Intentional Concealment of Finances
John J. Ray III was appointed the new chief executive of the failed exchange just before the company filed for Chapter 11 bankruptcy. He slammed his predecessor in court documents filed during the bankruptcy proceedings of the exchange. He said FTX suffered a “complete failure of corporate controls” to a degree that he had never before seen in his career.
In his efforts to restructure the company, Ray identified four “business silos” comprised of many dozens of companies lacking standard organization. “Many of the companies in the FTX Group…did not have appropriate corporate governance,” said Ray.

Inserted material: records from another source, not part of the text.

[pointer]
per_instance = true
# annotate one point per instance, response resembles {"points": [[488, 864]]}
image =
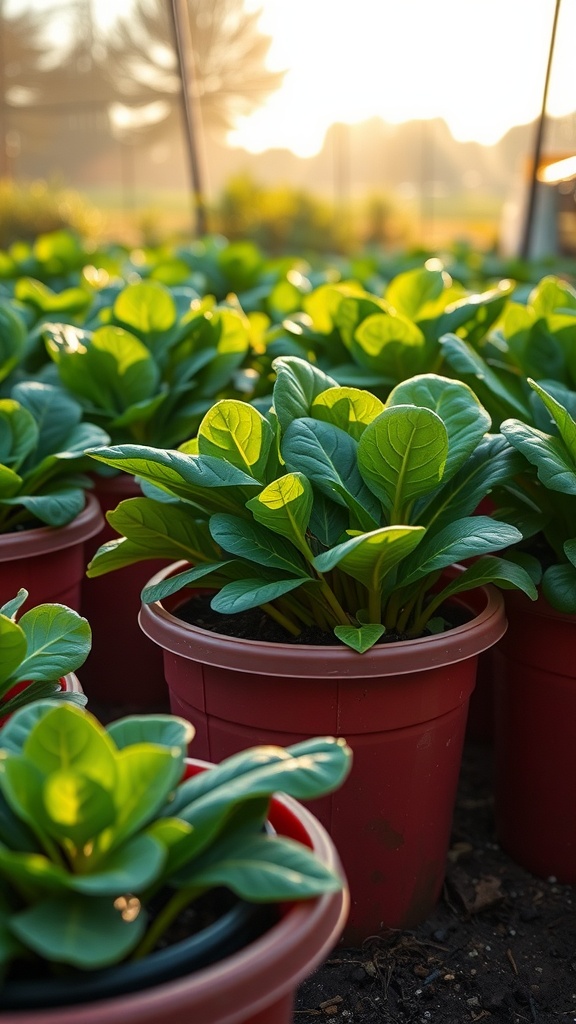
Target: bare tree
{"points": [[228, 56], [23, 50]]}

In addition, FTX "did not keep appropriate books and records or security controls" for its digital assets, used unsecured shared email accounts to access private keys, and cannot provide a list of those employed by the company as of Nov. 11.
Funds Were Used To Buy Personal Items
Moreover, Ray found software designed to conceal the "misuse of corporate funds," a failure to reconcile blockchain positions daily, and a lack of independent governance between Alameda and the cluster of companies that includes FTX. He said the corporate funds were used to purchase homes and other personal items for employees and advisors in the Bahamas. Alameda Research lent Sam Bankman-Fried and other companies under his control $3.3 billion, according to documents filed.

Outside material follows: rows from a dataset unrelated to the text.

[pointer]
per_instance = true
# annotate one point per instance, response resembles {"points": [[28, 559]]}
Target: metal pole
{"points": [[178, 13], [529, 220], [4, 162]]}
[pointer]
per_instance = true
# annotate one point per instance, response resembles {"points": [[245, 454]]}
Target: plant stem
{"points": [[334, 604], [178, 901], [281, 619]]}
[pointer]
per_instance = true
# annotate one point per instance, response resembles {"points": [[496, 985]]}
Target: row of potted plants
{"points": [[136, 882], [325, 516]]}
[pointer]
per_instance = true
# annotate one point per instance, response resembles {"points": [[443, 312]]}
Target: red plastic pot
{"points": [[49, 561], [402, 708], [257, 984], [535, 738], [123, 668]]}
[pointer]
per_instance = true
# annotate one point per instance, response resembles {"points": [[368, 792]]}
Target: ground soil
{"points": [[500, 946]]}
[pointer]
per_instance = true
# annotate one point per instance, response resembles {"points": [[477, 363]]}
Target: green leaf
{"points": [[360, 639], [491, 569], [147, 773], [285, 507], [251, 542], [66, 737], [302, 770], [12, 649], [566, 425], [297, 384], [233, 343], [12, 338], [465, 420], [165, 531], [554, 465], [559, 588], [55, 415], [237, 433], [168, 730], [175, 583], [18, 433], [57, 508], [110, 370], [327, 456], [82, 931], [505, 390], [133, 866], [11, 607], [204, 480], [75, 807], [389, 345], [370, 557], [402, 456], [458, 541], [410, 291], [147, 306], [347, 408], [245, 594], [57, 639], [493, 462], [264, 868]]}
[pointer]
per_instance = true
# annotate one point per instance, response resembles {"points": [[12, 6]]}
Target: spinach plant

“Mr. Bankman-Fried, whose connections and financial holdings in the Bahamas remain unclear to me, recently stated to a reporter on Twitter: 'F*** regulators they make everything worse' and suggested the next step for him was to 'win a jurisdictional battle vs. Delaware,'” said Ray.
Bankman-Fried Shifts Blame
Amid the chaos, Bankman-Fried claimed that his biggest mistake in the debacle was his decision to file bankruptcy, which he blames on pressure from others. In a recent interview, he claimed if he hadn’t filed, “withdrawals would be opening up in a month with customers fully whole.”
The former CEO also criticized regulators, stating that they don’t differentiate between good and bad. Instead, they “make everything worse” because their method of control is “just ‘do more business’ vs ‘do less business’ and ‘put up more moats’ vs ‘put up fewer moats.’”
According to the interview, one thing he would have done differently would have been to implement “more careful accounting + offboard Alameda from FTX once FTX could live on its own.”
The Bottom Line
Ray confirmed that Bankman-Fried is currently in the Bahamas. The reorganization of FTX will challenge the new CEO as he unweaves the web of companies and hidden information. Meanwhile, crypto’s total market cap has dropped below $1 trillion in the wake of the FTX collapse.